An Ontario school board has decided against renaming Oakville’s Iroquois Ridge High School. After months of consultations, it concluded that, while there are “divergent perspectives” on whether Iroquois is an offensive term, to continue the process would do more harm than good.

“There has been ongoing dialogue from many voices on the request to rename the school, and some of this dialogue has become harmful and divisive for Indigenous community members,” says an email from Claire Proteau, the Halton District School Board’s superintendent of education, sent to parents of students in the Oakville, Ont., high school.

Back in March, the school board received a request from an unnamed community member, which said Iroquois is a “colonial settler term for the Haudenosaunee and is seen as a derogatory term and is not respectful of Indigenous peoples,” according to the school board’s summary of the complaint.

The Haudenosaunee, who live in central Canada and the eastern United States, were originally comprised of five Indigenous groups — Mohawks, Oneidas, Onondagas, Cayugas and Senecas — sometime between the 14th and 17th century. After 1722, the Tuscarora joined the confederacy.
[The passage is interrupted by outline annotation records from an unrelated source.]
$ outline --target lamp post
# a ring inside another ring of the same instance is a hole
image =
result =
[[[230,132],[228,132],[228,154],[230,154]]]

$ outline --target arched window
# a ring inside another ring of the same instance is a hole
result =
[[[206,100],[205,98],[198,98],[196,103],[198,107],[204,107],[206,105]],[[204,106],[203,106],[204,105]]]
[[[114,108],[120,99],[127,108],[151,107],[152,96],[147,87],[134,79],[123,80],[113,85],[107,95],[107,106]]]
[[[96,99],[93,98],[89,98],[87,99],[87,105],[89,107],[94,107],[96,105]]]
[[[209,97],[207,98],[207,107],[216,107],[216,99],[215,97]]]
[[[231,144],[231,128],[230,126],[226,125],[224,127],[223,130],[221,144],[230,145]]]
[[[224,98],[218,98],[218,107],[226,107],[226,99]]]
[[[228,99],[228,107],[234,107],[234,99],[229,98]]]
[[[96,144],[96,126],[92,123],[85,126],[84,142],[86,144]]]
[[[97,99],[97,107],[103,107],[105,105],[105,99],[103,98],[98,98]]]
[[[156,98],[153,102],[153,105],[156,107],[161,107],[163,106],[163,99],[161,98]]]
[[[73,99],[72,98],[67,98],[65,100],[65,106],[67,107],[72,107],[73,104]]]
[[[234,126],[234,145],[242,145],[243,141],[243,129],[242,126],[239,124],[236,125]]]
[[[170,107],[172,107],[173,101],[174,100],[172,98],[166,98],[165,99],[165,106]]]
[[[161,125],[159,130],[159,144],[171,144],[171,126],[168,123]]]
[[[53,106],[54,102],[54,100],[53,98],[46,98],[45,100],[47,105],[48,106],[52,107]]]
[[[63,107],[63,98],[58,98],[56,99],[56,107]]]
After the request for renaming was received, the board passed a motion that initiated the renaming process. At the time, Heather Francey, the Halton District School Board’s manager of communications and engagement, said the role of trustees was not to debate whether or not Iroquois was offensive, in order “to avoid perpetuating further harm.”

“It has already been confirmed to be inappropriate,” said Francey.

It turned out not to be so clear-cut. In April, the board rescinded the motion that had begun the renaming process, and instead directed staff to consult with the Indigenous community “to determine whether or not to initiate the renaming process.”

That report was submitted to the board last Tuesday. While it contained no specific recommendation about whether the school should be renamed, Curtis Ennis, the director of education at the Halton District School Board, told trustees that he did not believe that route was best.

“In order to necessitate healing, bringing people together, not causing further harm, it would be my recommendation, support, for leaving things as they are at this time,” said Ennis.

The board’s staff consulted with “self-identified Indigenous families within the HDSB, Indigenous scholars, Indigenous elders, members of Six Nations of the Grand River, members of Mississaugas of the Credit First Nation, as well as advisors from the Ministry of Education, on the rationale for renaming Iroquois Ridge High School.”

“Some individuals recommend that the term ‘Iroquois’ remain, as it aligns with their individual identity, while others view the term as outdated and pejorative, and suggest that it would be beneficial to replace it. Still others expressed that while they understand the term as pejorative they do not take offence and posited that removing the name amounts to erasure,” the staff report says.

Some say that Iroquois is a name the French used and it translates to “snakes.” But back in March, Grandmother Renee Thomas-Hill, a Haudenosaunee elder, said that she was told it has a different meaning, that it referred to young men running through a forest bringing a message, “like a bird would bring a message.”

“But other people have given it a derogatory meaning,” she said.

Others have argued that it’s a phonetic translation of an ancient word referring to “America.”

Regardless, at a board meeting last Wednesday, the board opted to not go ahead with the renaming process.

There was some debate, however, about whether or not a commemorative plaque should be put up at the school “to provide historical context and information about the origin and significance of the school’s name,” said Tanya Rocha, who moved the motion.

Robbie Brydon, another trustee, said: “I am not certain that elevating with a commemorative plaque when part of our community says ‘ooh that name stings,’ is the right thing to do.”

In the end, the board voted and it was a tie, defeating the motion.

“I think that this process has really taught us that we can’t solely rely on the word of one group when it comes to matters that are Indigenous,” Rocha said at the meeting. “We as trustees should not be making decisions about Indigenous terms without speaking to the appropriate Indigenous people.”